In November 2016, NDI convened government officials and citizen leaders for workshops in three cities in order to assess progress on strategic innovation plans, and discuss approaches to technology and open data that would improve citizen engagement and service delivery.

In 2015, Kompas Newspaper and the Bandung Institute of Technology (ITB) reviewed cities across Indonesia and ranked the top 15 in a Smart City Index. NDI met with Kompas to gather information on the Smart City Index methodology and learn about the approaches used by smart city governments. Following these discussions, NDI identified three target cities to engage in its pilot project – Tangerang, Pontianak and Mojokerto – based on the Smart City Index, a strong presence of local civil society partners, and no local elections scheduled for 2016.

Pontianak

The first workshop was held in Pontianak, a city of 570,000 people and the capital of the Indonesian province of West Kalimantan. NDI facilitated a multi-stakeholder forum where civil society and local government representatives refined their smart city action plans to focus on a single public policy challenge.

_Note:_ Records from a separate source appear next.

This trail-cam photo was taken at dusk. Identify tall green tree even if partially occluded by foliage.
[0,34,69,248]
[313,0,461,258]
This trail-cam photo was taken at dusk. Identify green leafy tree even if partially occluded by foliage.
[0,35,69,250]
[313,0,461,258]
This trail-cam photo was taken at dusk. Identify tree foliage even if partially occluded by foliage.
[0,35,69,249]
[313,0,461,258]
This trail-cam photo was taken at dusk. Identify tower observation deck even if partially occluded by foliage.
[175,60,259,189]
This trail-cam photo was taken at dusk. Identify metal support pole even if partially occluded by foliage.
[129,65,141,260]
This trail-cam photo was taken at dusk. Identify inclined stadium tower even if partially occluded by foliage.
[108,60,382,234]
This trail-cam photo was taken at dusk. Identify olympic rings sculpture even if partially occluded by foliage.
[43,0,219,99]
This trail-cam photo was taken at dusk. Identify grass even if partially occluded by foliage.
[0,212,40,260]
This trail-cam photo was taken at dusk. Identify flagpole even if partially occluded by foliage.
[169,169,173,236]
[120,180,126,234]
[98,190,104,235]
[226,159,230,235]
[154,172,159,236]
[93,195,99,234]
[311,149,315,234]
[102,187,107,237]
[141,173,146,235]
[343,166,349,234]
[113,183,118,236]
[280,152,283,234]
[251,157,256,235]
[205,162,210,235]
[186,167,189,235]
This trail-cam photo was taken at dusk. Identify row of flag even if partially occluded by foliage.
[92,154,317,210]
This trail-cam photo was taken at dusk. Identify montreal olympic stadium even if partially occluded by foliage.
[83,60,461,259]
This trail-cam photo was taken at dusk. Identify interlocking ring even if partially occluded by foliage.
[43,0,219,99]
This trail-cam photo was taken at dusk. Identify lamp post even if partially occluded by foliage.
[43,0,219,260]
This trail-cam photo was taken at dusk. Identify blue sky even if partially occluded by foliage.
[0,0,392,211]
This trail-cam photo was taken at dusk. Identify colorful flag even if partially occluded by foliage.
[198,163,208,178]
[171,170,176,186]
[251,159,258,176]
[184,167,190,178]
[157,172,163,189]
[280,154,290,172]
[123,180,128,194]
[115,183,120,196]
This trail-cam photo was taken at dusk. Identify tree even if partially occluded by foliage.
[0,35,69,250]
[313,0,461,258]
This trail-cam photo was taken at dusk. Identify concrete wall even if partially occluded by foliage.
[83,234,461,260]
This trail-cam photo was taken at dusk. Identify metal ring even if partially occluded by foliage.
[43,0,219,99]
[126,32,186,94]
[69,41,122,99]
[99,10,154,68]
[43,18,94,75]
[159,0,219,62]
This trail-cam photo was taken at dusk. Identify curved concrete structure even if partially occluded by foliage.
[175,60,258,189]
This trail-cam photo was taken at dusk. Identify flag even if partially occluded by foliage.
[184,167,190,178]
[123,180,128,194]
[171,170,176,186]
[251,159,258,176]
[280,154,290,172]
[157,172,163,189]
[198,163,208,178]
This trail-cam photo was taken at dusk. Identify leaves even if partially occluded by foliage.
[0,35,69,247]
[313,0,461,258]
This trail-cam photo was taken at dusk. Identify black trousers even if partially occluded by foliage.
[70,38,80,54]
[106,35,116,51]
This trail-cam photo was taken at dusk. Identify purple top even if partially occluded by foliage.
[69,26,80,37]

The city government of Pontianak has been supportive of the initiative to collaborate with different stakeholders and has identified priority areas that would be used as the pilot data set for their first open data initiatives. In furthering their collaboration plan, they’ve held several multi-stakeholder fora which included academics, local government, CSOs, and other key constituents. They considered hosting a hackathon, but decided in the short term it’s not what the city needed.

In meetings with the city government of Jakarta, Pontianak leaders took away best practices on how to collaborate with civil society organizations and increase citizen participation in solving city problems through technology or media.

As a result of this initiative, the city government of Pontianak has strengthened its engagement with civil society groups, particularly in identifying tangible solutions to city problems and improvements in public service delivery. Existing city priorities raised in the workshop included: concern and lack of information about water quality; lack of hospital services outside of city center; traffic problems linked to road infrastructure; increase of pollution due to availability of credit for motorcycles and cars; lack of green/public spaces; waste management issues.

Existing citizen engagement mechanisms include: government maintained social media accounts about which citizens expressed concerns about concrete follow-up; a regular talk show on TV and radio, run by the Mayor and government units, for informing community about issues; and Face-to-Face meetings through community forums. In Pontianak, the city will soon launch a digital complaint mechanism which operates similar to Jakarta’s Qlue, and allows users to take photos of service delivery issues. CSO leaders at the workshop suggested that previous complaint mechanisms need improvements as did public participation during the planning process. 

The IT community and government are well-connected, and several vendors were present at the workshop. The city government of Pontianak has developed a formal IT group, registered under the city government of Pontianak through a formal MOU to support with communications and data tools. Tech community representatives took a strong interest in several DemTools, and hope to pattern their efforts on similiar methodologies. 

Next steps for the initiative will include government steps to identify gaps in the existing feedback mechanisms, and to address these weaknesses concretely.